Abstract

The politics of George W. Bush, unlike earlier American conservatisms, is animated by ideas and not merely by interests. That is, at least, what Bush's friends assert, and what his foes usually concede. But is it so?

The ideas in question are well known, so much so that I need not enumerate them here. I will rather examine, as a whole, a school of thought and two groups of thinkers who adhere to it. The school is called neoconservative, its ideas match current policies, and its adherents often implement those policies. The question at hand is this: What is the direction of causation? Are the policies consequences of the ideas? Or were the ideas fabricated to justify the policies? The question is answerable only in the mean—any assemblage of humankind will include some knaves, some sincere fools, and various mixtures of wisdom with knavery and foolishness—but it is still worth asking.

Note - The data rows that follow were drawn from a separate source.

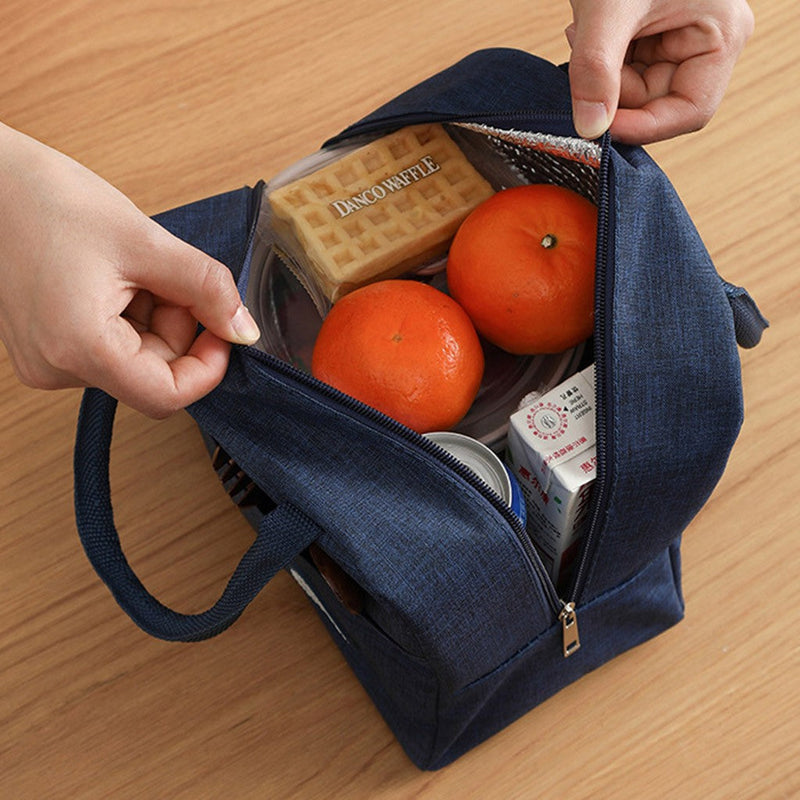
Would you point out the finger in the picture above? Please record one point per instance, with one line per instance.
(156, 385)
(599, 37)
(185, 276)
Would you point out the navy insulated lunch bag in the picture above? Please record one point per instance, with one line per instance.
(425, 578)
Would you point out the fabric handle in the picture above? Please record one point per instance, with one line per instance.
(283, 533)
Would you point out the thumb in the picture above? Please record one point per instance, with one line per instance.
(188, 277)
(599, 38)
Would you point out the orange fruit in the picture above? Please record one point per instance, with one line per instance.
(404, 348)
(522, 265)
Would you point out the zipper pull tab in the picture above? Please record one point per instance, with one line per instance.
(569, 629)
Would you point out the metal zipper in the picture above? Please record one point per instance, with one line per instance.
(564, 610)
(603, 295)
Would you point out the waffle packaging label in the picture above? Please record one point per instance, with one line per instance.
(380, 211)
(424, 167)
(551, 449)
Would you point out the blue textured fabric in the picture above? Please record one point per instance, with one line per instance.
(459, 634)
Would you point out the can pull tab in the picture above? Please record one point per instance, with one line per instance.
(569, 629)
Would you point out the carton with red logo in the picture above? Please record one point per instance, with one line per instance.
(552, 453)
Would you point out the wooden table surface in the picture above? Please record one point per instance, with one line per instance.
(174, 101)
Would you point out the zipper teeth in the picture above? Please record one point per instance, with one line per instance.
(534, 560)
(601, 367)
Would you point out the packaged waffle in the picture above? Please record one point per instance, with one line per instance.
(380, 211)
(387, 206)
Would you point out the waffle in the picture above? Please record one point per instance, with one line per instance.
(380, 211)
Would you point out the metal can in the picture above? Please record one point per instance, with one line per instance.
(486, 464)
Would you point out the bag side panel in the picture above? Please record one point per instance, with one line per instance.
(428, 549)
(628, 615)
(435, 726)
(671, 393)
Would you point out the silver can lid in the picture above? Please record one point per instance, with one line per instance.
(478, 457)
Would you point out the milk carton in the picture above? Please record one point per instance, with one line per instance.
(551, 450)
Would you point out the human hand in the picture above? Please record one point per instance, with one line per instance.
(94, 293)
(652, 69)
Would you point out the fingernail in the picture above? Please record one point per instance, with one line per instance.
(244, 327)
(591, 119)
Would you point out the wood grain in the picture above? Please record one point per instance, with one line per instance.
(174, 101)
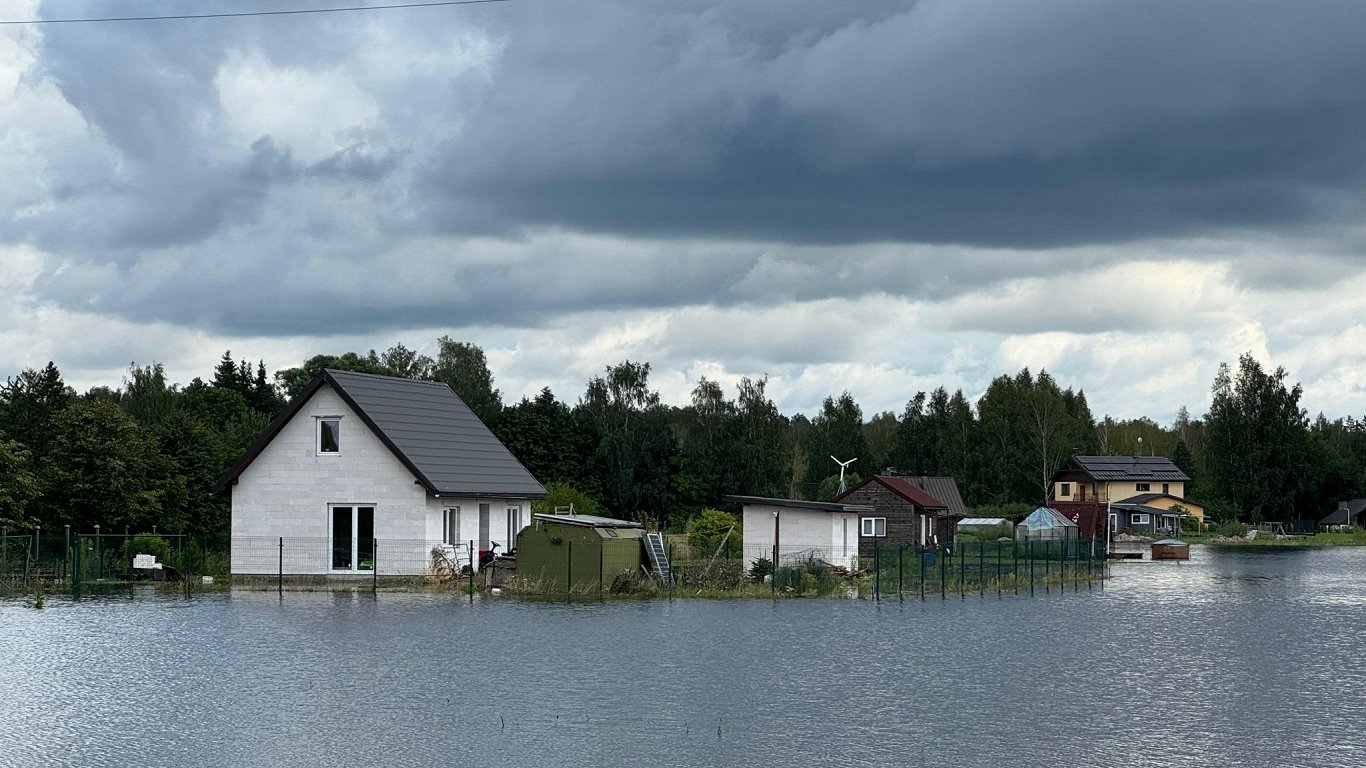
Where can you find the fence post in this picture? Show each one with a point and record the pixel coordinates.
(773, 580)
(1048, 554)
(900, 573)
(920, 566)
(962, 571)
(877, 571)
(943, 576)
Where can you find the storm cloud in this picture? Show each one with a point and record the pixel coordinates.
(887, 194)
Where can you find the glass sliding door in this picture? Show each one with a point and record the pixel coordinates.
(514, 525)
(365, 539)
(343, 543)
(353, 539)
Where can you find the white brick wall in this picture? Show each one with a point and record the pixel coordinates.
(290, 488)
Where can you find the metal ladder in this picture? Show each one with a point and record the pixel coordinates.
(659, 559)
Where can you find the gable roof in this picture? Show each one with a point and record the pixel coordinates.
(1045, 518)
(1346, 514)
(426, 427)
(903, 488)
(798, 504)
(1126, 468)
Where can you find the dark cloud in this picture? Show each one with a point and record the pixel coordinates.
(526, 160)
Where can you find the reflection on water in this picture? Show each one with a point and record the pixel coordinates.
(1236, 657)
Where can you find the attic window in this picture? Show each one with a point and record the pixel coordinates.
(329, 435)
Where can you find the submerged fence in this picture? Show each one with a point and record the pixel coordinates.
(97, 560)
(873, 570)
(966, 567)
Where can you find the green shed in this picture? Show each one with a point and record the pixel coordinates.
(579, 552)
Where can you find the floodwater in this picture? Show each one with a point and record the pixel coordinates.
(1234, 659)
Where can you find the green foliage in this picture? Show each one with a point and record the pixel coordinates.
(105, 468)
(18, 487)
(150, 545)
(706, 532)
(545, 437)
(1014, 511)
(836, 432)
(810, 577)
(991, 533)
(829, 488)
(466, 369)
(1258, 442)
(1231, 529)
(564, 495)
(634, 447)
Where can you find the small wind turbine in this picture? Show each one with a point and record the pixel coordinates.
(842, 470)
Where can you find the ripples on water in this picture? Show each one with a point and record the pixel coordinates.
(1234, 659)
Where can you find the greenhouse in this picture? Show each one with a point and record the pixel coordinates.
(1047, 524)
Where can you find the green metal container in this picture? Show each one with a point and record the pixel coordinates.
(560, 554)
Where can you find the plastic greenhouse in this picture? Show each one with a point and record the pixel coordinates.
(1047, 524)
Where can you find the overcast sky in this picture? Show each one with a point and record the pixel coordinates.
(880, 196)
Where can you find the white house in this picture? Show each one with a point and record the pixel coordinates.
(366, 474)
(821, 530)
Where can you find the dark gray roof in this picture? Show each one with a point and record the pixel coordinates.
(801, 504)
(1348, 515)
(1142, 509)
(1127, 468)
(941, 488)
(1146, 498)
(429, 429)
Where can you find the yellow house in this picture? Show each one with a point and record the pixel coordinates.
(1152, 481)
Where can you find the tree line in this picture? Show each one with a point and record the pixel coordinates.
(149, 453)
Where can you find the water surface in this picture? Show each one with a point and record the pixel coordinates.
(1238, 657)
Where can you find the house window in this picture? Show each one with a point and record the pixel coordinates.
(514, 525)
(329, 435)
(353, 539)
(451, 525)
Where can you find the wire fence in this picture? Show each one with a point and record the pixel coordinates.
(111, 560)
(104, 560)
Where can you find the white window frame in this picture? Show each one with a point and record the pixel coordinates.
(317, 435)
(869, 528)
(451, 526)
(514, 518)
(355, 540)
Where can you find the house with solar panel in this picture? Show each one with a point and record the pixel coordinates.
(373, 476)
(1142, 495)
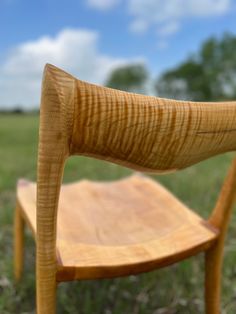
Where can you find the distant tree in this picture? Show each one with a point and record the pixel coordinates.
(128, 78)
(209, 75)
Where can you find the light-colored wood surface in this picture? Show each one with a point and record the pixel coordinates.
(214, 256)
(19, 242)
(130, 226)
(118, 228)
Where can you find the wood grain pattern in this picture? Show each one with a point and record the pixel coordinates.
(99, 230)
(119, 228)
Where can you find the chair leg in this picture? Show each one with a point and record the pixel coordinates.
(18, 243)
(46, 293)
(213, 268)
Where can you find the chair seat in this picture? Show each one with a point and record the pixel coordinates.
(109, 229)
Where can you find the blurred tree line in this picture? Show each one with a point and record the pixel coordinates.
(208, 75)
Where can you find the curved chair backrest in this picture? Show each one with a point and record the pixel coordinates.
(142, 132)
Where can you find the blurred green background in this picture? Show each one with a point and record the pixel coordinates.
(168, 49)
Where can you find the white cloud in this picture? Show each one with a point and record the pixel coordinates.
(162, 13)
(139, 26)
(168, 29)
(102, 5)
(74, 50)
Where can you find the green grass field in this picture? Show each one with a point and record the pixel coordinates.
(177, 289)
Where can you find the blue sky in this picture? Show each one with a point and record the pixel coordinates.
(89, 38)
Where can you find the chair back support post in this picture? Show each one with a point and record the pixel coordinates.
(53, 150)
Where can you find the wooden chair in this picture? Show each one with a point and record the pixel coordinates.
(102, 230)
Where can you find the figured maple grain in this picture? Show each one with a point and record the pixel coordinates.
(118, 228)
(99, 230)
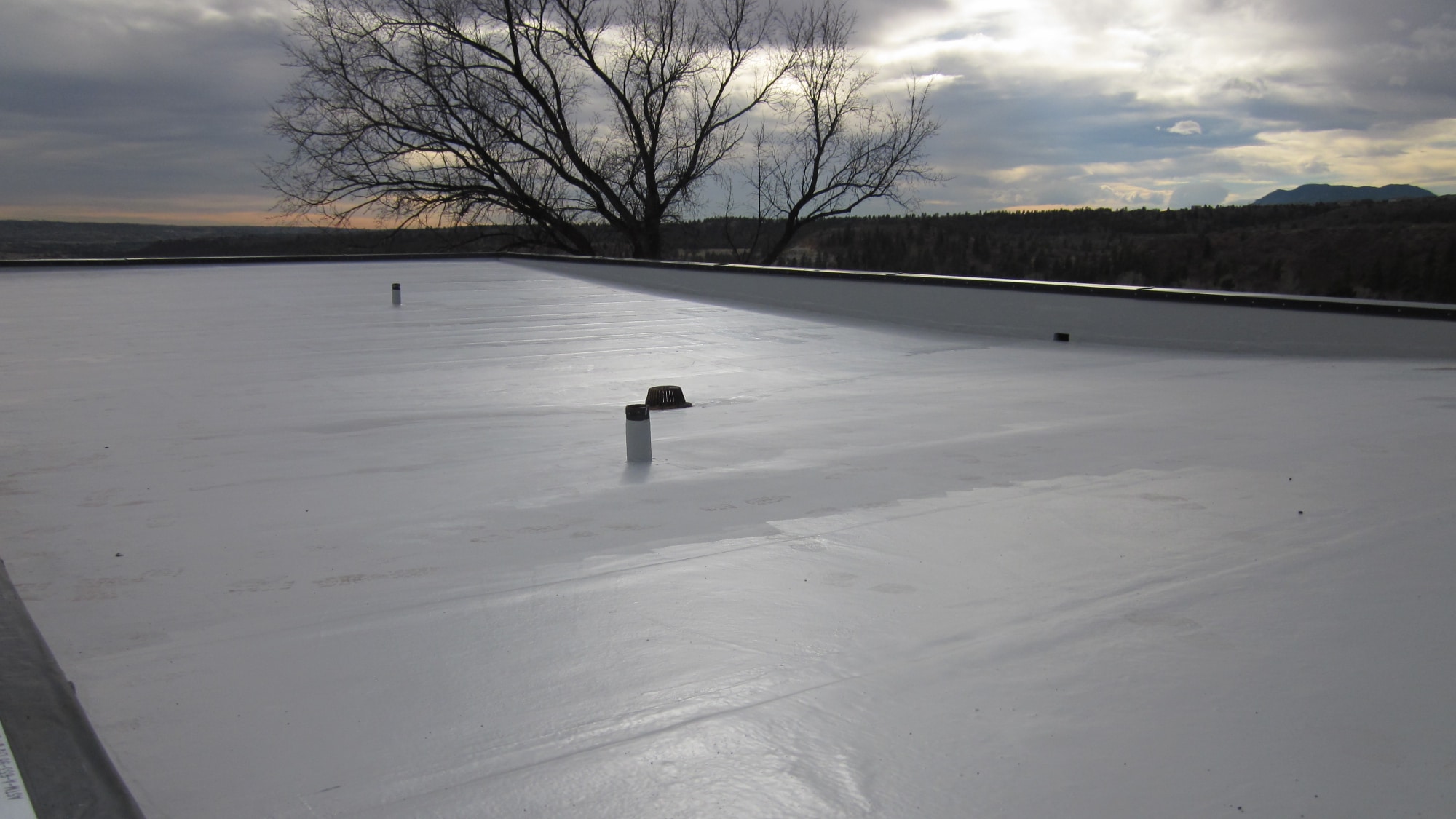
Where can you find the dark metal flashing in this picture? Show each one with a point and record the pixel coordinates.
(62, 761)
(1265, 301)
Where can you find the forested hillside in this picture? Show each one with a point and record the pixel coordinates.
(1401, 250)
(1391, 250)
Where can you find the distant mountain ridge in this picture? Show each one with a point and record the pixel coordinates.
(1314, 194)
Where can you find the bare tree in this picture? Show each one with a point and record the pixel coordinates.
(835, 148)
(550, 114)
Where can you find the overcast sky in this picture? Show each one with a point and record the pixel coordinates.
(158, 110)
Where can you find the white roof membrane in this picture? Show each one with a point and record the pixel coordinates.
(309, 554)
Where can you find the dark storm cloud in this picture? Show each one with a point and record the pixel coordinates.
(1131, 103)
(162, 106)
(158, 106)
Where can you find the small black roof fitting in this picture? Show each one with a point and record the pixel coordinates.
(666, 398)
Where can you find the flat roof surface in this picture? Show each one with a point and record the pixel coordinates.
(306, 554)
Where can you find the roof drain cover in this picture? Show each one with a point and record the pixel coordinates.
(666, 398)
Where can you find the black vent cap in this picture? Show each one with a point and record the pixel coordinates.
(666, 398)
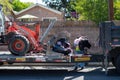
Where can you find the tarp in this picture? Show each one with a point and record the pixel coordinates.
(27, 16)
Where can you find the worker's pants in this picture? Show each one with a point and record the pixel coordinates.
(82, 64)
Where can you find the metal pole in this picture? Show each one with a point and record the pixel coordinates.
(110, 10)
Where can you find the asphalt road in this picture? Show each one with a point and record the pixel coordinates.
(90, 73)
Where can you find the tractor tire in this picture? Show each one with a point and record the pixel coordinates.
(18, 45)
(118, 64)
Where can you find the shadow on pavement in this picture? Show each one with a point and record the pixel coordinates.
(96, 74)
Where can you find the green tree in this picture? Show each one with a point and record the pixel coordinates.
(7, 7)
(117, 9)
(60, 5)
(18, 6)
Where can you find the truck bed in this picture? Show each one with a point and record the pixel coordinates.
(52, 57)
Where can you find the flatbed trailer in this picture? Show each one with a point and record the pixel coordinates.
(7, 57)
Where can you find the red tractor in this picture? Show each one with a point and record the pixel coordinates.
(20, 39)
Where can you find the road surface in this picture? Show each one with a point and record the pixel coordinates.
(90, 73)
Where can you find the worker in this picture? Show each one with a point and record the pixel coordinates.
(62, 46)
(80, 43)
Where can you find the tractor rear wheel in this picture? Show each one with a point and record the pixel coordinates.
(18, 45)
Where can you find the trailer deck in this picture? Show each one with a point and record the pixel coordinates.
(43, 58)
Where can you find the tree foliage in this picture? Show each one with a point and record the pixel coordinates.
(18, 6)
(117, 9)
(60, 5)
(95, 10)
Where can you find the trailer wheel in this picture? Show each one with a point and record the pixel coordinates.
(118, 64)
(114, 62)
(18, 45)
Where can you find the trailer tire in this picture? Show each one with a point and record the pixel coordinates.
(18, 45)
(114, 61)
(118, 64)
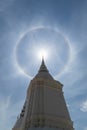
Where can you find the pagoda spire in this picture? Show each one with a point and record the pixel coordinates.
(43, 67)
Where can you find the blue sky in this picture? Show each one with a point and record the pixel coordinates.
(58, 26)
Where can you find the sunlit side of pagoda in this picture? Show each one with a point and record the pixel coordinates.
(45, 106)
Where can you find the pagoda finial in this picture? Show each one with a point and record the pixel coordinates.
(43, 66)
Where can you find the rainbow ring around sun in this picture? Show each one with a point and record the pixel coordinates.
(47, 42)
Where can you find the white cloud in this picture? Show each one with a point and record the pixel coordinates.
(84, 107)
(8, 112)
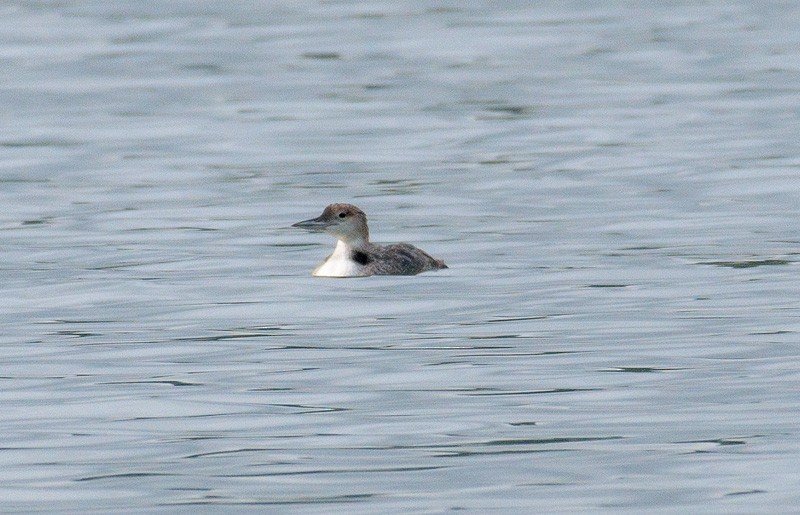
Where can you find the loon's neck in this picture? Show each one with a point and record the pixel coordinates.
(349, 259)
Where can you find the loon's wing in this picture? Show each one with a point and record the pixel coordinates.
(402, 259)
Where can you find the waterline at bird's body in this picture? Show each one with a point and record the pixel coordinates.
(355, 256)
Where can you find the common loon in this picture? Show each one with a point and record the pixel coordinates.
(355, 256)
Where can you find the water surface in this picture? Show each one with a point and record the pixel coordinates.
(613, 187)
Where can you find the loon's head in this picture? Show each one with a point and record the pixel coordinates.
(344, 221)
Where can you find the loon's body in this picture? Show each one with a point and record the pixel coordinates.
(355, 256)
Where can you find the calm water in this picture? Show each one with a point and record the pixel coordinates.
(615, 188)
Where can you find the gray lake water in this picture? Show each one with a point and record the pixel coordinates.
(615, 186)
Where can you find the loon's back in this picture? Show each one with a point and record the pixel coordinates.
(397, 259)
(355, 256)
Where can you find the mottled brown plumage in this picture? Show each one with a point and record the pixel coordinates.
(355, 256)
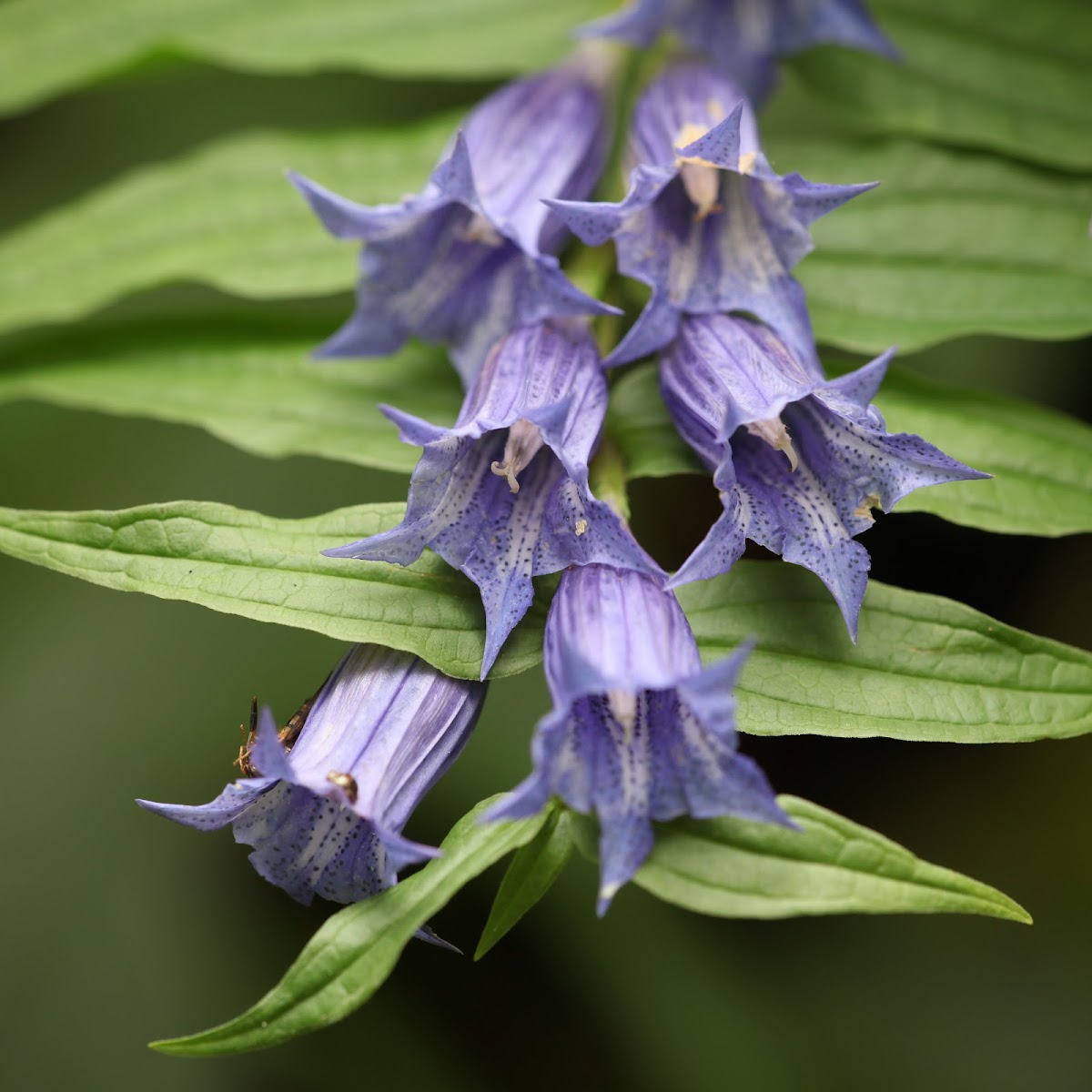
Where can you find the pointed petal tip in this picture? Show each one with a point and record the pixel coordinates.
(430, 937)
(607, 891)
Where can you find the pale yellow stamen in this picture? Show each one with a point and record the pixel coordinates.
(622, 705)
(345, 782)
(524, 440)
(864, 511)
(702, 179)
(774, 432)
(479, 229)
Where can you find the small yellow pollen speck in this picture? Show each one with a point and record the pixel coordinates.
(345, 782)
(688, 135)
(507, 470)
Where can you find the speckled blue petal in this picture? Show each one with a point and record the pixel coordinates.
(327, 816)
(308, 845)
(745, 37)
(639, 731)
(470, 259)
(723, 239)
(546, 136)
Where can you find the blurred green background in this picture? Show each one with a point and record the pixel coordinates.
(119, 927)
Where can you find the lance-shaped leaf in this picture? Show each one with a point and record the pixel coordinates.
(53, 46)
(224, 216)
(924, 667)
(1041, 459)
(248, 381)
(734, 868)
(352, 955)
(949, 244)
(531, 874)
(1014, 77)
(272, 571)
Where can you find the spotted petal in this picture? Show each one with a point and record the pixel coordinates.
(639, 731)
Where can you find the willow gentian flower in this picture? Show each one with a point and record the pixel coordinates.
(800, 461)
(707, 222)
(639, 732)
(325, 809)
(472, 256)
(502, 495)
(746, 37)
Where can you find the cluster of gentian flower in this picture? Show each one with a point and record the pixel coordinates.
(639, 731)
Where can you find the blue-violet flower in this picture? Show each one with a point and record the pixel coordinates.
(800, 461)
(746, 37)
(639, 731)
(707, 222)
(502, 495)
(472, 256)
(326, 817)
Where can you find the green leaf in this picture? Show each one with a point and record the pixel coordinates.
(272, 571)
(924, 667)
(225, 217)
(249, 382)
(642, 429)
(52, 46)
(949, 244)
(1013, 77)
(735, 868)
(352, 955)
(530, 876)
(1042, 459)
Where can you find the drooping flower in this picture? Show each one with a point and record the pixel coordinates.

My method will be to look at historical origins. I will compare two groups that came together in the neoconservative movement of the late 1990s: the Straussians and the Shachtmanites. The thinkers they followed were obscure during their common lifetime, but the importance of both has grown in retrospect. Leo Strauss (1899–1973) taught philosophy at the University of Chicago. Max Shachtman (1904–1972) led a grouplet that evolved from Trotskyism to right-wing social democracy. Both left legacies of oral teaching and discipleship that far outweigh their writings.